The presence of the sales representative and the distribution of goodie bags function as a persuasive advertorial. The baby-care products are being sold as new (and improved!) socially acceptable ways to be a pregnant woman or a mom in the guise of education.  The “helpline” given to the women in the booklet is actually a customer-service telephone number.  Help with regard to pregnancy or parenting is strictly limited to information about products.  In practice this means unless you are a consumer, you cannot be helped.  The “right to health” as promised to the women from the posters on the walls in the waiting room have become collapsed with “the right to buy health” from an always ready salesperson.


Personally, I found this conspicuous display of crass consumerism in an environment of scare resources, distasteful.  But I needn’t have worried.

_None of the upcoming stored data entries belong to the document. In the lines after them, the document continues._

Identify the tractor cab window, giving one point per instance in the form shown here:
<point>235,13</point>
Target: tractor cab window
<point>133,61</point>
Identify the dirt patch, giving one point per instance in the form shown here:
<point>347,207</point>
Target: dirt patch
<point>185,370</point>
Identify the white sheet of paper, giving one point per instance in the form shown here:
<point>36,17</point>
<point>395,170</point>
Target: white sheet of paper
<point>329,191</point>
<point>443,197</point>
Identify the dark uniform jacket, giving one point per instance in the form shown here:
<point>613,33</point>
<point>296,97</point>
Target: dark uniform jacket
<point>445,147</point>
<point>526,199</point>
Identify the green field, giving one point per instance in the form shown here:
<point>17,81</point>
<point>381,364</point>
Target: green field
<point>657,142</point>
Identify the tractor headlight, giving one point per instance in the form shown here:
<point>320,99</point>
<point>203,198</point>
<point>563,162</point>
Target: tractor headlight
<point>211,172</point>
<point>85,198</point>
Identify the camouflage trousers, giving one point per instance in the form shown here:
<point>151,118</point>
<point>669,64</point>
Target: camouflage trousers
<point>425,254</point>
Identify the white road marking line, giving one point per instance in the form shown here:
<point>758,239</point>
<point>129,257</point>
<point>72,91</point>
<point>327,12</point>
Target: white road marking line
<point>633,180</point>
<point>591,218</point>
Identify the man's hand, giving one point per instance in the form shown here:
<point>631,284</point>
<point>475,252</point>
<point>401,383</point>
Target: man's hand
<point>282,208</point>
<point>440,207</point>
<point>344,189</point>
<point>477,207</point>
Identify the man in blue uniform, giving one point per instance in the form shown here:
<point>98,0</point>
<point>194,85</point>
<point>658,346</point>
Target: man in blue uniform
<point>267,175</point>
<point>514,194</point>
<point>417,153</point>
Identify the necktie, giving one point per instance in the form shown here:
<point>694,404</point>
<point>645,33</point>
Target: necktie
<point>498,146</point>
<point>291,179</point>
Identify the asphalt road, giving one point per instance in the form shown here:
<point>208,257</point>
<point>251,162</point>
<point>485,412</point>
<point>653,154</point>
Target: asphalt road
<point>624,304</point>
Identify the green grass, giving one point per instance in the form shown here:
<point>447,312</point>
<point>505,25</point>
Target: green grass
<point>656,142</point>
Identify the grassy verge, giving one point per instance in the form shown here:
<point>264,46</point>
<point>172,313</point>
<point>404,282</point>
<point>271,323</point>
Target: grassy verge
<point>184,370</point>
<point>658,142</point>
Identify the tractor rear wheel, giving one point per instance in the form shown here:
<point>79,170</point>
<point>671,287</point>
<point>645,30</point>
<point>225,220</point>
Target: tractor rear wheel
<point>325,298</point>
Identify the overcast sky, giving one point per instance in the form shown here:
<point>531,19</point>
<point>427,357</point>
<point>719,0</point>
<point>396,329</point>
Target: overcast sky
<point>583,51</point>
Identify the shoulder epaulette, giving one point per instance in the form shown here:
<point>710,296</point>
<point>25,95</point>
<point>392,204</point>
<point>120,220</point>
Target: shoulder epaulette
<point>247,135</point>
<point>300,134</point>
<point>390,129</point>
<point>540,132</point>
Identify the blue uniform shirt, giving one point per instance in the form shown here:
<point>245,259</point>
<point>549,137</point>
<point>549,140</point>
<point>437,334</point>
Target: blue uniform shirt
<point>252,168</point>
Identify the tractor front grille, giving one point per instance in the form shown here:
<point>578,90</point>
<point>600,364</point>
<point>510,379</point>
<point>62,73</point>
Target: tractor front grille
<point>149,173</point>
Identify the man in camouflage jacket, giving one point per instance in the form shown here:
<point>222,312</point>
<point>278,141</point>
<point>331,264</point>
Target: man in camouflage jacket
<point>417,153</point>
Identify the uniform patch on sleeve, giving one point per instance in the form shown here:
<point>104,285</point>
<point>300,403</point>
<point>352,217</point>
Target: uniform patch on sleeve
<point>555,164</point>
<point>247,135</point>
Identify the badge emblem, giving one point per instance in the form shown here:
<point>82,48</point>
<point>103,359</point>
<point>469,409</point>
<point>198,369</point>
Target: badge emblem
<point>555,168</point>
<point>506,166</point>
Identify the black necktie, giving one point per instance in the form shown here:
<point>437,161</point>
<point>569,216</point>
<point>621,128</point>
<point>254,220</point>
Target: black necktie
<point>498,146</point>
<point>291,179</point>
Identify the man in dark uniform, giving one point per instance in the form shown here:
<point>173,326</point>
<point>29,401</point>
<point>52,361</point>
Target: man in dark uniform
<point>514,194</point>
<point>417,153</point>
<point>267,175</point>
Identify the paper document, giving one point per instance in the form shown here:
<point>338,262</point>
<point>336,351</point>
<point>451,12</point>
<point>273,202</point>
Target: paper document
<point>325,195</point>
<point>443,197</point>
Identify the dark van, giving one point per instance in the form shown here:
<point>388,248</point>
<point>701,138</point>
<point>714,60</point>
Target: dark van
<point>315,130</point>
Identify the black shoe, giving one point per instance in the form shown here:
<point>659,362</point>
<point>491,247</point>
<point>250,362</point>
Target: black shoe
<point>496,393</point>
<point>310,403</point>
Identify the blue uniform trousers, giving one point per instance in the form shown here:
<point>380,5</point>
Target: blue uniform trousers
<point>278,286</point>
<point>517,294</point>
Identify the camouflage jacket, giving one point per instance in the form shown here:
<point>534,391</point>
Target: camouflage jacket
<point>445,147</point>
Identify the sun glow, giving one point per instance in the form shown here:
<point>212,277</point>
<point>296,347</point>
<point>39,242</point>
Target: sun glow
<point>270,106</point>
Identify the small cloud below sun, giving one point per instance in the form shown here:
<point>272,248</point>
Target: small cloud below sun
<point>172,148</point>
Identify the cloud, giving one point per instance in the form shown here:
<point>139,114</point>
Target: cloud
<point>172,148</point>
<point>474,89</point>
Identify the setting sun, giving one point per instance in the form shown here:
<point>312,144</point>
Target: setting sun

The women sitting in the waiting room were not fooled.  The sales representative had scarcely wheeled her suitcase of goodies out of the waiting room when the women were skilfully removing the promotional stickers from their case files.  They knew that the sales representative would be back soon to demonstrate, in earnest, why nine baby-care products are essential for bathing a baby.  And when she did so they would be willing to play the requisite role of compliant consumers again since one nappy and a few wet wipes are not much good to anyone.